Anyone who's watched a news report with a live insert from a neighbouring continent will have noticed that there tends to be a long delay...
...between a question being asked and answered. Sometimes that's been called satellite delay, but the situation for live streamers taking questions from viewers is often even worse, with tens of seconds between the streamer speaking and the audience hearing the words. What's going on?
There are many sources of delay and latency in modern video setups, and they exist on different scales. Anyone working live job might complain about delays of one to a few frames between the camera and, say, a big LED video wall. Often, the only people with the ability to influence that will be the firmware engineers who work on the equipment; it's too easy for people in those positions to buffer a frame here and there, ending up with a visibly laggy system. Pressure from users can foment change, and companies have released updates to cameras that improve their responsiveness by a few frames, which is a significant upgrade in the eyes of a seasoned camera operator.
But the delays involved in long-distance broadcasts are often much, much longer.
Perhaps the first thing to realise is that, as we've hinted, satellite delay isn't really caused by satellites. Any kind of satellite uplink where the dish doesn't have to be motorised to follow the satellite around in the sky is using satellite in a geostationary orbit. That's orbit that takes exactly one day to circle the earth, so the satellite appears to remain in a static position in the sky. That also means they have to be at a very specific distance - further away, and they'd fly off into space, while any closer and they'd risk falling out of orbit if they tried to travel at that same speed. They also have to be directly above the equator.
Considering they won't be directly overhead unless you're actually standing on the equator at exactly the right longitude, the range will vary, but the minimum time taken for a radio signal to reach a geostationary satellite is only a bit more than a tenth of a second - say a quarter of a second, round trip. It's not much more even if you're a long distance from the equator, given the radius of the planet is only about a sixth of the distance to the satellite. It's barely noticeable. Satellites like SpaceX's Starlink system, which fly overhead quickly and hand off service provision automatically as they do so, orbit much lower, and could achieve even smaller delays.
Low orbit satellites like Starlink could help reduce latency delays. Image: Shutterstock.

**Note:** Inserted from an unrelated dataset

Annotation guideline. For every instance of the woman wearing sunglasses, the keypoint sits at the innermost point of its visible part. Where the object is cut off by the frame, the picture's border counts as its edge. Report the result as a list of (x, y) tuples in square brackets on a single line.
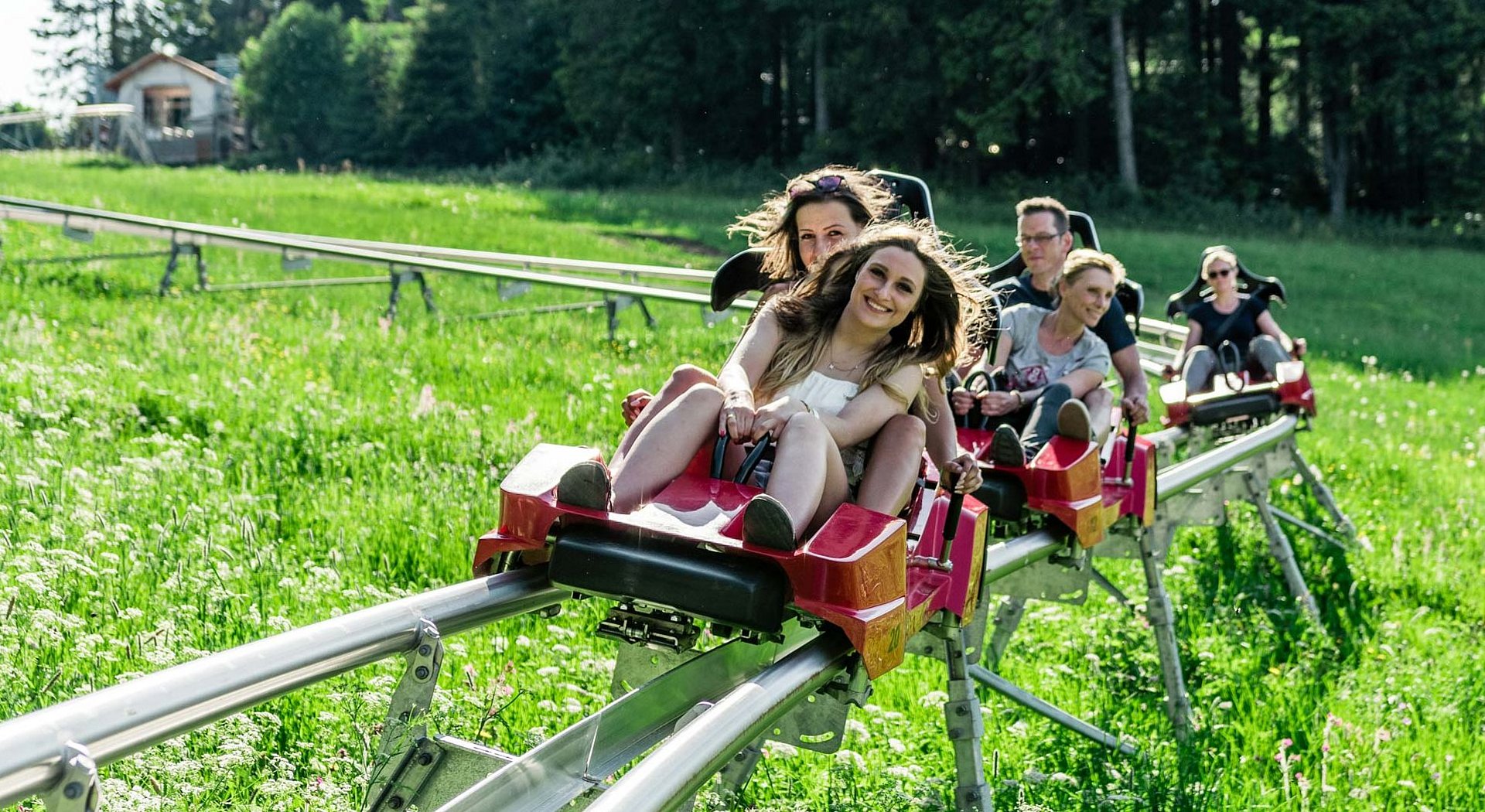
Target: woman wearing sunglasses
[(1230, 332), (821, 370), (813, 216)]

Codecs, compression and latency
The most noticeable delay for satellites, then, is compression. Many satellite uplinks have been using at least MPEG-2 compression for decades, but no matter what the latest mathematics is, most of the codecs used for low-bandwidth applications make use of the similarities between frames to achieve better compression. To do that, they need to be able to look at more than one frame; often, frames are considered in groups-of-pictures - GOPs - of anywhere from six to fifteen. The codec can't calculate the differences between a group of fifteen frames if it doesn't have fifteen frames to consider, so that adds half a second of delay at 30fps.
Yes, that's why some video monitoring links, like the Hollyland Mars 400S Pro, that use H.264 compression have lower latency when they're transmitting higher frame rate video; five frames at 60fps is less wall-clock time than five frames at 24fps (read the review of the Teradek Bolt 4K 750 for more joint source-channel coding, which achieves near zero latency - for a price). Sometimes GOP length is a factor we can leverage when setting up streaming software such as OBS; some programs will let us set the GOP length. Inevitably, shorter GOPs make the codec less efficient, and we must trade off some image quality for lower latency, or allow more bandwidth.
For many one-to-many multicast broadcasting, though, these sub-second delays still pale into insignificance against the time it takes for the content distribution network to farm out the data. Sending a message to someone doing a livestream on YouTube is an exercise in patience for a few reasons. Even if we assume the message gets to the streamer quickly, which it generally will, then that person's webcam will immediately encounter the group-of-pictures problem. That webcam might create a high-bandwith stream that the computer might then re-encode to send it over the internet, incurring another set of delays.
Sending that signal over the network takes time, although on modern networks not much. Round-trip times between someone's home computer and the server farms used by the likes of YouTube are likely to be reasonably low; under 100ms. Things get complicated once it gets to the distributor: we're used to being able to view streams on a variety of devices, and if the stream is available in several resolutions and in standard and high dynamic ranges, or at different frame rates, it will inevitably be reencoded again, probably using a very long GOP to maximise efficiency and minimise the distributor's bandwidth costs.
Perhaps the biggest delay, though, is due to reliability. At every stage, streaming media devices and services buffer video. The more buffering, the more resilience the system has against momentary dropouts; buffer ten seconds, and the average bitrate over ten seconds has to be high enough to keep the stream moving. Buffer half a second, and if there's a problem lasting half a second, the glitch is visible. That, overwhelmingly, is the reason behind streams being slow. With much of the audience watching on a cellphone sharing a tower with dozens of others, reliability is low, and latency must be high.
Clearly, the internet can stream video with low latency; every Zoom and Skype call does it, but problems show up almost immediately. Either way, the lion's share of the delay, in buffering and reencoding, is not under the control of anyone but Twitch or YouTube in any case, so in the end, there's not much the average mortal can do about it.